Do you buy this rally? I’m not so sure. We had a 450 point swing in the Dow today, while bonds were up all day (usually, bonds move inversely to stocks as they are a “flight to quality” investment). Remember, bonds have been leading the markets lately. Was a 450 point rally the day before a HUGE unemployment number warranted? I don’t think so. This employment number will give the market direction for the next few weeks and people have been a little too bullish lately.
Yesterday, we saw stocks fall fast when one bond insurer got downgraded. One of the main reasons for the huge decline in stock prices in December and January has been because of uncertainty regarding bond and mortgage insurers. We opened lower this morning because of two pieces of information: 1) MBIA posted a huge loss in Q4 and there was speculation that they would lose their AAA credit rating, and 2) a weaker than expected initial jobless claims number (however, this number always gets revised). MBIA was the main focus today because of their 4 hour conference call (that’s ridiculously long). The market turned around when MBIA CEO said the company would be able to maintain its AAA credit rating and that it will have enough capital to stay in business. This statement soothed investors’ concerns and sparked a broad-market rally, led by the financials, home builders, and retailers.

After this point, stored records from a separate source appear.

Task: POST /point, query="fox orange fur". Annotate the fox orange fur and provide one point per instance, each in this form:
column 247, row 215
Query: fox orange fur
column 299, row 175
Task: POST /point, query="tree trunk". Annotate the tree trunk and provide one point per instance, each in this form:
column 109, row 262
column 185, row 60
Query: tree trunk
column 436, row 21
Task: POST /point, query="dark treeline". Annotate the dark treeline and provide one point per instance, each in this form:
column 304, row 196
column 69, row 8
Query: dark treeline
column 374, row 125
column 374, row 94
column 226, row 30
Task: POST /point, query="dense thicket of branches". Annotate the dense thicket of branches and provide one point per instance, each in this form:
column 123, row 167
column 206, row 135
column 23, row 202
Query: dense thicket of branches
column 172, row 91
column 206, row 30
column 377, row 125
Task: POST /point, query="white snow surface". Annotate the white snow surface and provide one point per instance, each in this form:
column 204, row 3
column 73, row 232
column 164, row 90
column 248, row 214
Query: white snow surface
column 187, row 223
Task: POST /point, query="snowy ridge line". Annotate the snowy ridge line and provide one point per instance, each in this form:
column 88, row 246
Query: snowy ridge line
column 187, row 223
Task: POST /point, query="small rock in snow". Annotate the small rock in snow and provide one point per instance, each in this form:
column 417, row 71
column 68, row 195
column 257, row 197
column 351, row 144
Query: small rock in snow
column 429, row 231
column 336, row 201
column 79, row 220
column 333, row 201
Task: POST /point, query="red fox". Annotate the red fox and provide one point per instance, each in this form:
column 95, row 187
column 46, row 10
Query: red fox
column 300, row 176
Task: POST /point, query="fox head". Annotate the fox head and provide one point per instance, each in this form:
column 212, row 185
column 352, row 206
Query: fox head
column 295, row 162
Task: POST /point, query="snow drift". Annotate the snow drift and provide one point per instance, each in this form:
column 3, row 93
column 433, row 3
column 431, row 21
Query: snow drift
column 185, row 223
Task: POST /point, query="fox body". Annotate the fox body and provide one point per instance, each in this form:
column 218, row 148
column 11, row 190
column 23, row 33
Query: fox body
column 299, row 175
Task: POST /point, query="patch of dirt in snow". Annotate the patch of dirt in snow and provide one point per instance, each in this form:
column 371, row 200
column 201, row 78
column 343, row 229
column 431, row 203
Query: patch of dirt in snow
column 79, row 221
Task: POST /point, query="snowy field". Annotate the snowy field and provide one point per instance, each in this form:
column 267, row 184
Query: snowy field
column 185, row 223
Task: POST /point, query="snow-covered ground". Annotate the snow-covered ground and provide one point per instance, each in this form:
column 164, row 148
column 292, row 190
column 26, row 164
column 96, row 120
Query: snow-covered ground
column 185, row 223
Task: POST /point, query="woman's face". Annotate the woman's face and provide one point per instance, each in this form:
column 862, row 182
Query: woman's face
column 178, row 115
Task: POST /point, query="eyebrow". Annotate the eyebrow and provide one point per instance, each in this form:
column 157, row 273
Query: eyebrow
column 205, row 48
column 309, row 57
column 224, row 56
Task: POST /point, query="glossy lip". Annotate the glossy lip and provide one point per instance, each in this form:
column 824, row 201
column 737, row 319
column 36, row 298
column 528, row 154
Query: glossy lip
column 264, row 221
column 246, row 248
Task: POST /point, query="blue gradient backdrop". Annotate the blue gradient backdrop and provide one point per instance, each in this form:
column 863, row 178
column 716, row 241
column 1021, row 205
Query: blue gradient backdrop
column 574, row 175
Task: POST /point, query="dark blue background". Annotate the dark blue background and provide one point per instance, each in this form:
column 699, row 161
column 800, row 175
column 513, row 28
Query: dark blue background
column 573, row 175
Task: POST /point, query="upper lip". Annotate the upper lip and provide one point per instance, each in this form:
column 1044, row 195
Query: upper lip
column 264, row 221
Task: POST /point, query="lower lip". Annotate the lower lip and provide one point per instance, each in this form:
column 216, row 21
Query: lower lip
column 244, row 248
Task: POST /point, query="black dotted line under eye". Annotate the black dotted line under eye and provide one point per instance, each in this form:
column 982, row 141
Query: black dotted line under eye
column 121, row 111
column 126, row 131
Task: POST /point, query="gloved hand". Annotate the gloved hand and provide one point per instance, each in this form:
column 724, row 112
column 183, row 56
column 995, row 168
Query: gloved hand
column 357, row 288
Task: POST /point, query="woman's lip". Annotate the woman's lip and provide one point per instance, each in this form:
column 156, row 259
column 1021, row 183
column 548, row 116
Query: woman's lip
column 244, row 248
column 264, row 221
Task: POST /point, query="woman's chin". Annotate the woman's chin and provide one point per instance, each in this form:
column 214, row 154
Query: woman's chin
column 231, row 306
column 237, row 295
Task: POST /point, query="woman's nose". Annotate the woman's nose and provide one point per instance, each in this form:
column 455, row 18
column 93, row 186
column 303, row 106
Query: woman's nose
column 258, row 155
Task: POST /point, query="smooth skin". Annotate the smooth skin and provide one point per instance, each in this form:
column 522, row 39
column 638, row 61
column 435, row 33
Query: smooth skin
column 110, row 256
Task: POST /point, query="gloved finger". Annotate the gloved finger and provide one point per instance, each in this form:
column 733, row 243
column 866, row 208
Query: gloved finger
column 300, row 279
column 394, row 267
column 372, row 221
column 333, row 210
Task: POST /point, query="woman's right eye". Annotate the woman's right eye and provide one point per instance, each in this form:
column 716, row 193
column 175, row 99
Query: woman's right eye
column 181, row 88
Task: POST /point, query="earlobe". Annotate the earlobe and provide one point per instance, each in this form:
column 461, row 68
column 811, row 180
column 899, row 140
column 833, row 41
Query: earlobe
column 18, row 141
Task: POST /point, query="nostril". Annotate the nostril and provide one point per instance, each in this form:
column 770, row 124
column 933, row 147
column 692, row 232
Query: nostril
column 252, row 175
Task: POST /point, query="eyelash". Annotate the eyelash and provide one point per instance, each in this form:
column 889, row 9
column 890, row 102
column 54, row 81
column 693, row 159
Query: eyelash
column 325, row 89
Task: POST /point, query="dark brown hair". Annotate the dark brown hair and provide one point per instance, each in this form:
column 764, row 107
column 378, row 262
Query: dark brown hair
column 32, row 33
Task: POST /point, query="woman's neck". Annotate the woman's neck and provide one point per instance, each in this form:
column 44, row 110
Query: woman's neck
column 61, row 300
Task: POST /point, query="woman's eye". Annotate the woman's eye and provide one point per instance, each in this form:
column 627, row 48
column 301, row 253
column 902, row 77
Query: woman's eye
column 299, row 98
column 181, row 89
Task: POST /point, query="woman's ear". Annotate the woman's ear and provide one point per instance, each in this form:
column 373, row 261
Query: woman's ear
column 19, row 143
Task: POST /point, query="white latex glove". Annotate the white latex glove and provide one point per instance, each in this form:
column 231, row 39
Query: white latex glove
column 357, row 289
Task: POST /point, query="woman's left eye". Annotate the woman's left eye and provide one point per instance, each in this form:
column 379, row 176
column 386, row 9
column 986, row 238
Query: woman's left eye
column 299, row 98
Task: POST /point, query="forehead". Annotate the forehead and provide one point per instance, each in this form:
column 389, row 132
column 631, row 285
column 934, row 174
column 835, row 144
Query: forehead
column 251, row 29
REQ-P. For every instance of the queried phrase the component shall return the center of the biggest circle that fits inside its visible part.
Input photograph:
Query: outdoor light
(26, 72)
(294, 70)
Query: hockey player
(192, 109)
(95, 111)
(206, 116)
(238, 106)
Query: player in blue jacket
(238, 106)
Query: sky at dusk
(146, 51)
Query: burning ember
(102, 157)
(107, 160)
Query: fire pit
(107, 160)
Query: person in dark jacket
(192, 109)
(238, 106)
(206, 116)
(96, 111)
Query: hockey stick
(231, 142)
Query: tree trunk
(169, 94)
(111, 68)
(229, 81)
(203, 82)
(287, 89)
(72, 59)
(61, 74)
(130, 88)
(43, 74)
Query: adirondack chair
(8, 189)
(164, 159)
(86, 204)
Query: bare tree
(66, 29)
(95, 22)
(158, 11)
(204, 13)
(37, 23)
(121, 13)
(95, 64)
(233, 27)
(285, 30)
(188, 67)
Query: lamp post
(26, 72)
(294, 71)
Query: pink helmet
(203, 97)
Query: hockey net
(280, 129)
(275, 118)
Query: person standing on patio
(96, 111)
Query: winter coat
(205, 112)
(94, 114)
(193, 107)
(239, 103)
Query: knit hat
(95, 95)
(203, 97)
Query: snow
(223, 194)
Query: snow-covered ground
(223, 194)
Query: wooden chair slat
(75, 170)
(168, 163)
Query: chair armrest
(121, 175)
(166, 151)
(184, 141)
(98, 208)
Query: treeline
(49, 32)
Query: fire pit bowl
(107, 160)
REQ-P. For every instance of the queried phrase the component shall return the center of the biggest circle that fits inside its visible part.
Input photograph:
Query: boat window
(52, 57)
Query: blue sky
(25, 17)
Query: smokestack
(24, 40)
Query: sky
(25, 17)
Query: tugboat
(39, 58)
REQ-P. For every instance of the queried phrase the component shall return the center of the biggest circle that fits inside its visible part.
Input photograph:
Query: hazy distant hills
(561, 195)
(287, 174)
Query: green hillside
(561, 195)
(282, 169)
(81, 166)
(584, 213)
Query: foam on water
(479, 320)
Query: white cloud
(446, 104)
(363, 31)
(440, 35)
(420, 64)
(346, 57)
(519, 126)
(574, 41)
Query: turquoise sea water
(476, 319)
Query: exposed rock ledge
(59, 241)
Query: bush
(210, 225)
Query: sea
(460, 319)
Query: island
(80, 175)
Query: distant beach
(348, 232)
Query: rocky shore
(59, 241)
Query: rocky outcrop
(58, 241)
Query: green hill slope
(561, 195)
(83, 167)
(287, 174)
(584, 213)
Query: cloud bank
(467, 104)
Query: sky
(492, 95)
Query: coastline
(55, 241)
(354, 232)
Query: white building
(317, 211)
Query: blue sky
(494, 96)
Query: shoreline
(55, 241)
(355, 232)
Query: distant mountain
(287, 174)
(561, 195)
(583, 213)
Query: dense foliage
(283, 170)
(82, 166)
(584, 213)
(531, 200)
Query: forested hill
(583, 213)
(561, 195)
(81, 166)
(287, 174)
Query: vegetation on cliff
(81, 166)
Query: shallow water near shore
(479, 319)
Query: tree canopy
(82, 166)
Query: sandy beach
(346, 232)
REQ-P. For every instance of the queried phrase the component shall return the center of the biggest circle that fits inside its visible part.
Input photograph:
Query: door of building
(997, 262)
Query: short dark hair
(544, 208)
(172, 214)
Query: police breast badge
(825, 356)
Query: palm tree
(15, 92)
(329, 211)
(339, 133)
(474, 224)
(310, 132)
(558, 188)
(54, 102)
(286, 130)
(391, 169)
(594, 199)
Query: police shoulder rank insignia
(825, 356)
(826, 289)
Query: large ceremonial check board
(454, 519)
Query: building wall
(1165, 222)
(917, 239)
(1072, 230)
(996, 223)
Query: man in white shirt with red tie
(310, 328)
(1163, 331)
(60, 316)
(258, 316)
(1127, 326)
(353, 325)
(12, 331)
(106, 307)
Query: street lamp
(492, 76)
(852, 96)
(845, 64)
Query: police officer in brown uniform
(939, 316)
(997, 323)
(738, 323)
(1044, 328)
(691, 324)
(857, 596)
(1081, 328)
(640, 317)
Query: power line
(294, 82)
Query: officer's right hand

Take a look at some ETF (exchange-traded funds) that track these three industries – banks (XLF), homebuilders (HGX), and retailers (XRT). These groups have been up huge since the emergency Fed rate cut last Tuesday. I think they are overextended and I would not be a buyer at this time. These industries (the so-called “early cycle” industries) are leading the markets higher mainly because of the aggressive easing action of the Fed.
Just before the market closed at 2:53 pm, Reuters reported that S&P (another credit rating agency) might still cut MBIA’s credit rating. Here is the Reuters article describing the bond insurers’ current situation. When this report came public, the Dow immediately shed 100 points in a matter of two minutes. For the most part, whatever MBIA does (news-worthy), the stock market will follow because the ripple effects of a MBIA/Ambac downgrade will cause chaos in the credit markets.
After the close, Google reported earnings that were below analysts’ expectations and the stock was down about $40 in after-hours trading. Just a few months ago, GOOG was trading at $747! It’s definitely a buying opportunity tomorrow morning. Proctor & Gamble, CVS, and Amazon.com beat estimates. Starbucks announced they will close 100 stores and open 400 less new stores.
What to watch for tomorrow? The unemployment number is key! A poor number will mean the Fed might be forced to cut again. A strong number will definitely cause the markets to rally. Also, Chevron and Exxon Mobile report earnings tomorrow. They have a combined market capitalization of $650B! Their reports will definitely move the market.